Soudan du Sud : les violations de l'accord de cessation des hostilités sapent les efforts de paix, selon l'ONU

24 janvier 2018

S'exprimant mercredi devant le Conseil de sécurité sur la situation au Soudan du Sud, le Secrétaire général adjoint aux opérations de maintien de la paix, Jean-Pierre Lacroix, s'est félicité de la signature entre les belligérants, le 21 décembre dernier, d'un accord de cessation des hostilités, de protection des civils et d'accès humanitaire.

Il a toutefois déploré que l'accord conclu dans le cadre de la première phase du Forum de haut-niveau pour la revitalisation organisé par l'Autorité intergouvernementale pour le développement (IGAD) ait été violé à plusieurs reprises par les parties. Ces violations et la propagande hostile menée par chacune des parties attestent du manque d'engagement authentique à honorer leurs obligations, a regretté M. Lacroix.
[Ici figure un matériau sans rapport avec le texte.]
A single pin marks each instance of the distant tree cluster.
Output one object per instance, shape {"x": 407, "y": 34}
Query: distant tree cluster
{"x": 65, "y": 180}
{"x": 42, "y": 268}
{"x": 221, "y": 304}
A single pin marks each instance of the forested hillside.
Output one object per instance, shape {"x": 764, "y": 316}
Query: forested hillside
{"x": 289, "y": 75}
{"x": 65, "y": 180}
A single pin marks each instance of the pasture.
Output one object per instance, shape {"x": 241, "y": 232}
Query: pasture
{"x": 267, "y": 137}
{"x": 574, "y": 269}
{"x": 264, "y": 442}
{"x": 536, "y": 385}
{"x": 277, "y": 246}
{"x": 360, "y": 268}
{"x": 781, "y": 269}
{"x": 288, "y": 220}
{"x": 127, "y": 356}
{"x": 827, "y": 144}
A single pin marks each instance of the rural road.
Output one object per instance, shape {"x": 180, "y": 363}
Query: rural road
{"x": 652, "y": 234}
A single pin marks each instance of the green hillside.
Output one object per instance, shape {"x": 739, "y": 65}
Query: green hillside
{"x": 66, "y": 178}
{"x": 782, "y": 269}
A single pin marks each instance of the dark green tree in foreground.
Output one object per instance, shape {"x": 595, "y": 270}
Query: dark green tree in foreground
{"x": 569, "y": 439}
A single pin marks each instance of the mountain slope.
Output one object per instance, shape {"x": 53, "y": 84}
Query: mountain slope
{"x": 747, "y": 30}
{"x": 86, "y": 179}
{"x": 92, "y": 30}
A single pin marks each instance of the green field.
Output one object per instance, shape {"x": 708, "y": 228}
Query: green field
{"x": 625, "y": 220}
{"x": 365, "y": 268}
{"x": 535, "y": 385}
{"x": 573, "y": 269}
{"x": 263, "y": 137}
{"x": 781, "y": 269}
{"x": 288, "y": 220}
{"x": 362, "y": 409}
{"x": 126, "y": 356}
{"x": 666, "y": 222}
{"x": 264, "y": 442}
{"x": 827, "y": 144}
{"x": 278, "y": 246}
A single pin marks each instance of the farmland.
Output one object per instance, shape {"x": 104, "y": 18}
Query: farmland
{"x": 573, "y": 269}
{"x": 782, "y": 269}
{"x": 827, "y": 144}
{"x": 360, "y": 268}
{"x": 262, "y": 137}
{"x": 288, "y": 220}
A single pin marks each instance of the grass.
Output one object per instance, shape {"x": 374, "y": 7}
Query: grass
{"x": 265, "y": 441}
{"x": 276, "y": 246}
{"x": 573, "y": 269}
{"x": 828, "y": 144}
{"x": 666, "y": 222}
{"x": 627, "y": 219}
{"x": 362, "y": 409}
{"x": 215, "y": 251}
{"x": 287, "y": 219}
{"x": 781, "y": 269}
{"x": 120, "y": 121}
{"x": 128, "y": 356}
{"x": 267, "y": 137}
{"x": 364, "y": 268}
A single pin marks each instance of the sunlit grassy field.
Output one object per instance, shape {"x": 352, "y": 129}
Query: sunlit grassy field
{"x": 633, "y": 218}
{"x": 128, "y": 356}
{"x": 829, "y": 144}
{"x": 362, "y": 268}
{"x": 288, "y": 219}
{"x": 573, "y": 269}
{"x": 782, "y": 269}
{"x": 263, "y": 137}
« Les parties sud-soudanaises doivent comprendre que la communauté internationale et la région n'accepteront pas qu'un accord soit signé puis violé en toute impunité », a averti le Secrétaire général adjoint, qui a encouragé le Conseil de sécurité à se prononcer très clairement en ce sens.

Après avoir détaillé plusieurs incidents ainsi que des affrontements communautaires, M. Lacroix s'est néanmoins dit encouragé par l'inauguration, prévue jeudi, par le Représentant spécial et Chef de la Mission des Nations Unies au Soudan du Sud (MINUSS), d'une nouvelle base de la Mission à Yei, en Equatoria central, une région frappée par de nombreuses pertes en vies humaines du fait des affrontements.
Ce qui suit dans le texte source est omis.